On the Cycle Stability and Macroscopic Structure of Iron Oxide Pellets for Thermochemical Hydrogen Storage: Influence of Water Content during the Pelletizing Process

Abstract

Hydrogen storage based on the repeated reduction and oxidation (redox) reactions of iron oxide/iron composites represents a promising technology. This work is dedicated to studying the influence of the amount of water added during the pelletizing process on the cycle stability and structure of iron oxide pellets.
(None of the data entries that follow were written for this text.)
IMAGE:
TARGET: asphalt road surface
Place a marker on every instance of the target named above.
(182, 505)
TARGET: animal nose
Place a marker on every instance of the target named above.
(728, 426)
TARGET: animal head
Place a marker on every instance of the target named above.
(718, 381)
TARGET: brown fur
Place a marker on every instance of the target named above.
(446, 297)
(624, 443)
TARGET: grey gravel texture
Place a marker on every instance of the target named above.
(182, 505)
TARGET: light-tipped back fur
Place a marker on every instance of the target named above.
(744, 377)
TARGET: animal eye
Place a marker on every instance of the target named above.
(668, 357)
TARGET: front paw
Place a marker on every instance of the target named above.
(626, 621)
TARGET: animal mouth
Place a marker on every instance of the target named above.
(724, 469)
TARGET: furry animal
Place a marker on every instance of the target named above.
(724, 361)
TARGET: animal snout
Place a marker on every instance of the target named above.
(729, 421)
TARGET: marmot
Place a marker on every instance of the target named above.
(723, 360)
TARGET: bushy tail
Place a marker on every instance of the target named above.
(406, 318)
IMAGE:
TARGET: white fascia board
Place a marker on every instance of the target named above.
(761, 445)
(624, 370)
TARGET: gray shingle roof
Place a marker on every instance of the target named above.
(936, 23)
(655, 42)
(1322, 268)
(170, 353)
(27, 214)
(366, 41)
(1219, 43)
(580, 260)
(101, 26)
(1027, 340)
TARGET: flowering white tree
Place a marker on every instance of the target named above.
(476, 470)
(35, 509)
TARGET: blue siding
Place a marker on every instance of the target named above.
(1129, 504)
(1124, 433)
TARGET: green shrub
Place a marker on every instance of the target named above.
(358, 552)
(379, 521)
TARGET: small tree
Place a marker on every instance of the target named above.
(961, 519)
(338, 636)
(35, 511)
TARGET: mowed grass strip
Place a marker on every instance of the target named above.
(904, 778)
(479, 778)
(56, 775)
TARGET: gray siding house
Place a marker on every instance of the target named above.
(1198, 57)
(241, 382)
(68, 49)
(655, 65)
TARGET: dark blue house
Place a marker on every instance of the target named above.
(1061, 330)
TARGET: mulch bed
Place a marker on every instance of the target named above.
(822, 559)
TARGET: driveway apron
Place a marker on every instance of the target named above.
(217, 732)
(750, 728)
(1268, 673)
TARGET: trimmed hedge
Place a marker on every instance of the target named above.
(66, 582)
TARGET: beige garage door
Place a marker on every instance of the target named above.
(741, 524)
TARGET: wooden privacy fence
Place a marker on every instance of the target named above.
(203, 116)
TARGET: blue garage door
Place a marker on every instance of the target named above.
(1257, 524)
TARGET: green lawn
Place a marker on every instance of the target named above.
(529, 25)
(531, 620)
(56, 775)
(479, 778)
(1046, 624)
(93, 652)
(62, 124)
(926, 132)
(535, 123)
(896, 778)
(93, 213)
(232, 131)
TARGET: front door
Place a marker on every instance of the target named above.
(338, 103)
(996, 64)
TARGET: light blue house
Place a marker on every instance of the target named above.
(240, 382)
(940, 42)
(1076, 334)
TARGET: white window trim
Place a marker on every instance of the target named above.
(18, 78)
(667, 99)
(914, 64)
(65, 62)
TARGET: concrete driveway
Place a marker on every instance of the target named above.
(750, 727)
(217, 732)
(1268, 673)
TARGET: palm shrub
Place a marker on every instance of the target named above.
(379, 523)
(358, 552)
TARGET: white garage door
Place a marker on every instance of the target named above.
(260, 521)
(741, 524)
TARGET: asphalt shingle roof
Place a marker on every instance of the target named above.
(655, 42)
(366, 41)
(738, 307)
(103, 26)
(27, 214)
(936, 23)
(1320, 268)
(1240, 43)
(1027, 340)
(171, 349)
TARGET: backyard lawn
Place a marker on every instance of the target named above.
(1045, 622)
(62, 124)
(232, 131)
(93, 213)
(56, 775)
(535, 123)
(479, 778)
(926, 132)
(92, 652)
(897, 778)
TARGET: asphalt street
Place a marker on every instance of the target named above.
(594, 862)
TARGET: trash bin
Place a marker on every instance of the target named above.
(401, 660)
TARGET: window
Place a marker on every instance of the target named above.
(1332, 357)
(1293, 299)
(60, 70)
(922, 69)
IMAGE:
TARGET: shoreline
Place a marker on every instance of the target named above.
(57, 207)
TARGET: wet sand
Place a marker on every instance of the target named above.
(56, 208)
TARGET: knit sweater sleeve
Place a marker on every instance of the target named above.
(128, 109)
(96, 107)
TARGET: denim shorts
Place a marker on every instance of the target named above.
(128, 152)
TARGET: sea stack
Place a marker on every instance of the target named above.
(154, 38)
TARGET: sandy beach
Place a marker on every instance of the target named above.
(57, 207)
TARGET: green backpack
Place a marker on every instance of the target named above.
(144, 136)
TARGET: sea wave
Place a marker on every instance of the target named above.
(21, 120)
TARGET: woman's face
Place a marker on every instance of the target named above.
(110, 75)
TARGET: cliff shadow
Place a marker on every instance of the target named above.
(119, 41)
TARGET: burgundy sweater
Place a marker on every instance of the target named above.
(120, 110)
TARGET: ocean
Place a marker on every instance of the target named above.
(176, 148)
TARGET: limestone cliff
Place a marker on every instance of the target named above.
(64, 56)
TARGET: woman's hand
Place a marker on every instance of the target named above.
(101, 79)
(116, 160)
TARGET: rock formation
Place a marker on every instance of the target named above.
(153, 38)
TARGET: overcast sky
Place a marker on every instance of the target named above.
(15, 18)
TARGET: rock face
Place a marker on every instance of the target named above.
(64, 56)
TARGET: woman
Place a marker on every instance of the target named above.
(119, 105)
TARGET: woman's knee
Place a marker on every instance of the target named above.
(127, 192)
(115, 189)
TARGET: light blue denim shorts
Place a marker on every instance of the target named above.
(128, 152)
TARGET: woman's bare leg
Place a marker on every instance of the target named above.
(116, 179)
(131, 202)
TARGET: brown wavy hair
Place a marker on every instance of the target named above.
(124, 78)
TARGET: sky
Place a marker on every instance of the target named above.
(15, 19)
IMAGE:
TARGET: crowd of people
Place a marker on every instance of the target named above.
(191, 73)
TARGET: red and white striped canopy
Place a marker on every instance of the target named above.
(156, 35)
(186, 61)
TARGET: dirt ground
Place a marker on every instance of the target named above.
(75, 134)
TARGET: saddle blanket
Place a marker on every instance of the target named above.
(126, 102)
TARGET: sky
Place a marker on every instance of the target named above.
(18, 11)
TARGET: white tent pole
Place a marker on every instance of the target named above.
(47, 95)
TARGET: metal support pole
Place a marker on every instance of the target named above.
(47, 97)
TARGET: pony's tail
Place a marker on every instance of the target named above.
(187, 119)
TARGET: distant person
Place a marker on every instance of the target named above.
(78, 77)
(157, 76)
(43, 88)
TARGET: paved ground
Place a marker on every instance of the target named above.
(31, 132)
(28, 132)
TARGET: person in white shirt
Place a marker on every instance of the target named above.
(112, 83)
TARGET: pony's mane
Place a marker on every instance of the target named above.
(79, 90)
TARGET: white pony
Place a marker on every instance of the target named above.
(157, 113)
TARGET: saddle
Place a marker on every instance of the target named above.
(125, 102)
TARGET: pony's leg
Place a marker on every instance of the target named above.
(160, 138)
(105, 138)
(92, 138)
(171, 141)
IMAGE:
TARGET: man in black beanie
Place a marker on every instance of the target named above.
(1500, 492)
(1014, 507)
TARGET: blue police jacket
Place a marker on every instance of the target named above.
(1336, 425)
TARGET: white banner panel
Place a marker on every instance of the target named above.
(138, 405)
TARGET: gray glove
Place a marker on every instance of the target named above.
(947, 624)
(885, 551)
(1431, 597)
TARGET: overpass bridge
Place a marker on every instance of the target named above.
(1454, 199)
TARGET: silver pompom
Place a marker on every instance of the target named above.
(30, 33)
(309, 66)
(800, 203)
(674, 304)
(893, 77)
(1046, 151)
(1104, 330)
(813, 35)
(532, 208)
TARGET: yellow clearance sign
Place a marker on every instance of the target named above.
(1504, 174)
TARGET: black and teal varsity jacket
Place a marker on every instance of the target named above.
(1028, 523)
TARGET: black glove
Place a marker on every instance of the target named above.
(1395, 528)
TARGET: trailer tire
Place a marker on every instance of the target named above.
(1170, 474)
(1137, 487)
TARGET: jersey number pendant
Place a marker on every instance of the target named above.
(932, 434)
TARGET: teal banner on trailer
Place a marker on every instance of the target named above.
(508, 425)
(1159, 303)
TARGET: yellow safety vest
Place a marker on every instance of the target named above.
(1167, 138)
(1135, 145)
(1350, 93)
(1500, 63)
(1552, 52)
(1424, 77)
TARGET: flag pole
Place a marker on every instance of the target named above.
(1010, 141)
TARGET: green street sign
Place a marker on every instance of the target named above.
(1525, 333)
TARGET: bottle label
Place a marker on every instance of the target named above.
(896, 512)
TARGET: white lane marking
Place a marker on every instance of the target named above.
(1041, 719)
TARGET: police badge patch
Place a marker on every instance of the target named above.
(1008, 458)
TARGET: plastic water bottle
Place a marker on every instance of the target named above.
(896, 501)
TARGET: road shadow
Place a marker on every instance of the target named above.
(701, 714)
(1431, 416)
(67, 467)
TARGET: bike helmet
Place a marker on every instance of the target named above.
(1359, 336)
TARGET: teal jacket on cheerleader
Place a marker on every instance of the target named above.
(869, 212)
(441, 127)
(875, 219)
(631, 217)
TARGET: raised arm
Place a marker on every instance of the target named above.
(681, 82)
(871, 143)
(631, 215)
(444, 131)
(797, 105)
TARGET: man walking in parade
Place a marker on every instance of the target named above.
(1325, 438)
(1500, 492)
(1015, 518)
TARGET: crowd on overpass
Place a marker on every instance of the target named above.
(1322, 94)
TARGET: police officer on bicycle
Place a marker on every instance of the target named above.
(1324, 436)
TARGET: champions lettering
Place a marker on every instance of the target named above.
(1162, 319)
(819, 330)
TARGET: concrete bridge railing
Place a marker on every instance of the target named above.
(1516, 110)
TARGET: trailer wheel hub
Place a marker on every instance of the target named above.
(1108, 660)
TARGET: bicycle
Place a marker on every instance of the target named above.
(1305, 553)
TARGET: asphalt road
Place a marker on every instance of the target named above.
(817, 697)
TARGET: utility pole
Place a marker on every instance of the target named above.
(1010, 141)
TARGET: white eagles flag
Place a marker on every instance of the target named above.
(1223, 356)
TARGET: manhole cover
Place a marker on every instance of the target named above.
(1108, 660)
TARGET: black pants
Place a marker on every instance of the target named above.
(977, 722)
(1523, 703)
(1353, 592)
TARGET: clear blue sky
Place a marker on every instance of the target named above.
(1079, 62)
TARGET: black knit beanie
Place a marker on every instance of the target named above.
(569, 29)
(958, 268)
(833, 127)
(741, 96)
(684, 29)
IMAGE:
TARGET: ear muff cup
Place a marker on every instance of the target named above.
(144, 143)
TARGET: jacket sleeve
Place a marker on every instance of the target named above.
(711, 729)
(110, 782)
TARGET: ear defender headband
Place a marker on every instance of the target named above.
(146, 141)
The storage composites were prepared from iron oxide (Fe2O3) and 10 wt.-% support material (cement) with different amounts of water (18 and 33 wt.-%) in a laboratory-scale pelletizing disk. To evaluate the cycle stability of the composites, the kinetics of the redox reactions were experimentally measured at 800 °C in an atmosphere of 50% N2 and 50% H2 (reduction) or 50% steam (oxidation), respectively. Moreover, the structure of the pellets was analyzed by micro-computed tomography scans. It turned out that pellets with higher water contents attained faster kinetics and a higher cycle stability. The sample with the least water content (18 wt.-%) needed about 26 min and 19 min to reach a conversion rate of 80% during the reduction and oxidation reactions of the sixth redox cycle, respectively. In contrast, the sample with the highest water content (33 wt.-%) could achieve the same conversion rate after 18 min (reduction) and 13 min (oxidation) during the ninth redox cycle.